?!ANGEKOMMEN!?
In den Jahren 1991 bis 2004 wanderten ca. 200.000 sowjetische Juden als sogenannte „Kontingentflüchtlinge“ in die Bundesrepublik Deutschland ein. Für die Einwanderen war es Flucht vor institutionellem Antisemitismus und politischer sowie wirtschaftlicher Unterdrückung. Für die Bundesrepublik bedeutete es die Möglichkeit, die durch die Shoah fast vollkommen ausgelöschten jüdischen Gemeinden zu „revitalisieren“.
Nach dem sogenannten Königssteiner Schlüssel wurden Migranten auf die Bundesländer verteilt, ohne allerdings darauf zu achten, ob in den jeweiligen Regionen überhaupt noch jüdische Gemeinden und Strukturen bestanden. Die Frage der „Integration“ in die deutschsprachige Mehrheitsgesellschaft sowie in das religiöse jüdische Leben, das in der Sowjetunion unterdrückt wurde, blieb im Allgemeinen den jüdischen Gemeinden überlassen. Dies bedeutete eine enorme Herausforderung in Anbetracht der Anzahl und der großen Verschiedenartigkeit der Zuwanderen. Soziale Ungewissheit, sprachliche und berufliche Barrieren sowie auch Erfahrungen mit Ausgrenzung bestimmten und bestimmen häufig das Leben vieler jüdischer Migranten.

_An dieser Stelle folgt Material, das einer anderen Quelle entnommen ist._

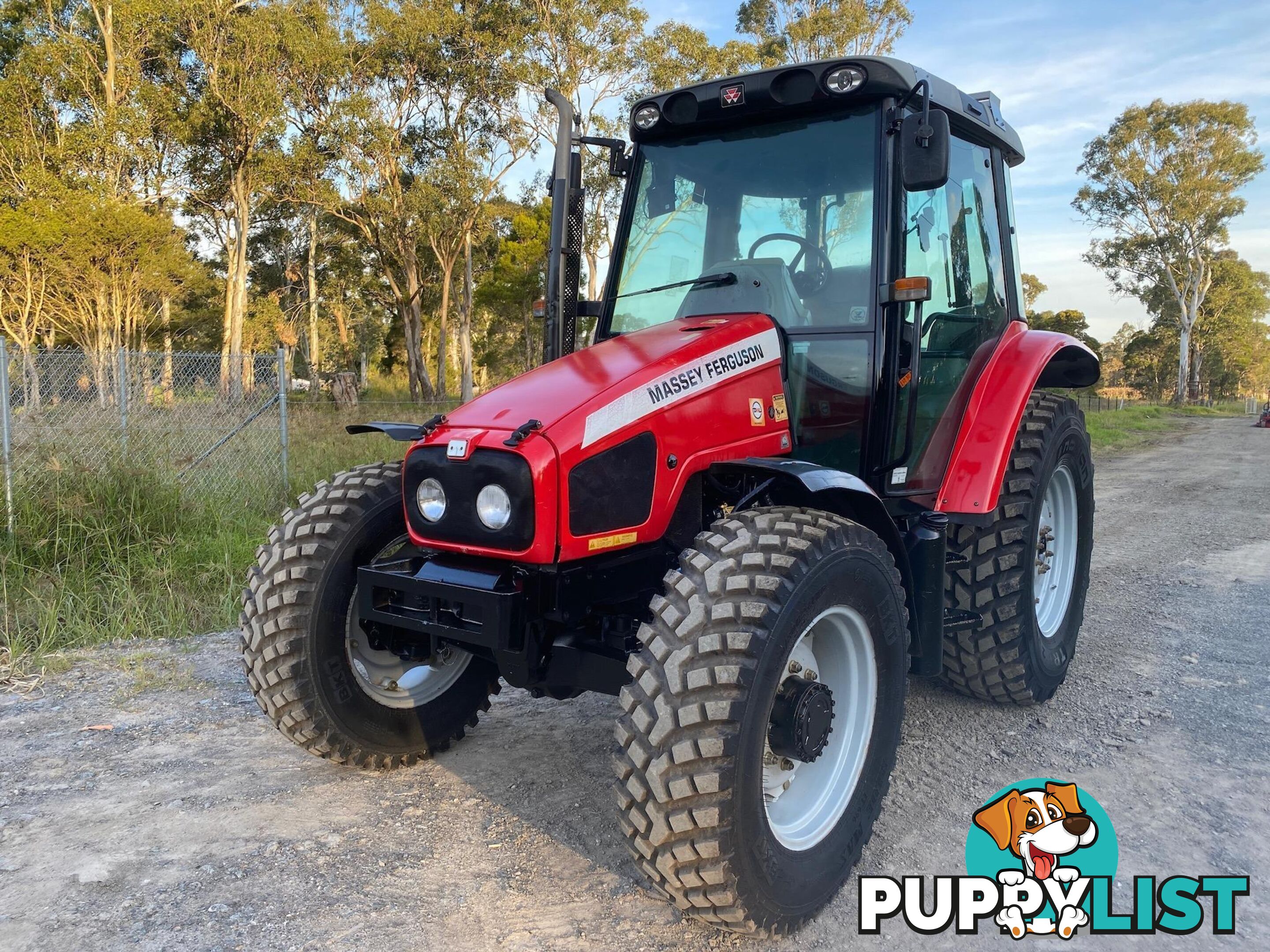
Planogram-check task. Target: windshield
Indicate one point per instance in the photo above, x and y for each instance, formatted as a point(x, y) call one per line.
point(788, 208)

Die Ausstellung „?!Angekommen!?“ bietet einen Einblick in die Vielfalt jüdischer Selbstbehauptung und künstlerischen Ausdrucks und widmet sich vielen offenen Fragen, die sich jüdische Künstleren heute in Deutschland stellen. Dabei geht es auch um Erfahrungen von Sprachlosigkeit und Unsichtbarkeit im allgemeinen Diskurs um Migration, Flucht und Zugehörigkeit.Im Zentrum der Ausstellung steht die Frage nach dem „Angekommen sein“ in Deutschland, die sich die Darstelleren jüdischer Lebenswelten in einer von Fremdbildern bestimmten Debatte immer wieder stellen müssen. Es ist letztlich die Frage, was bedeutet es, jüdisch zu sein in Deutschland, und ob die Entscheidung, in Deutschland zu leben, richtig gewesen war angesichts erstarkendem Antisemitismus und Rechtspopulismus.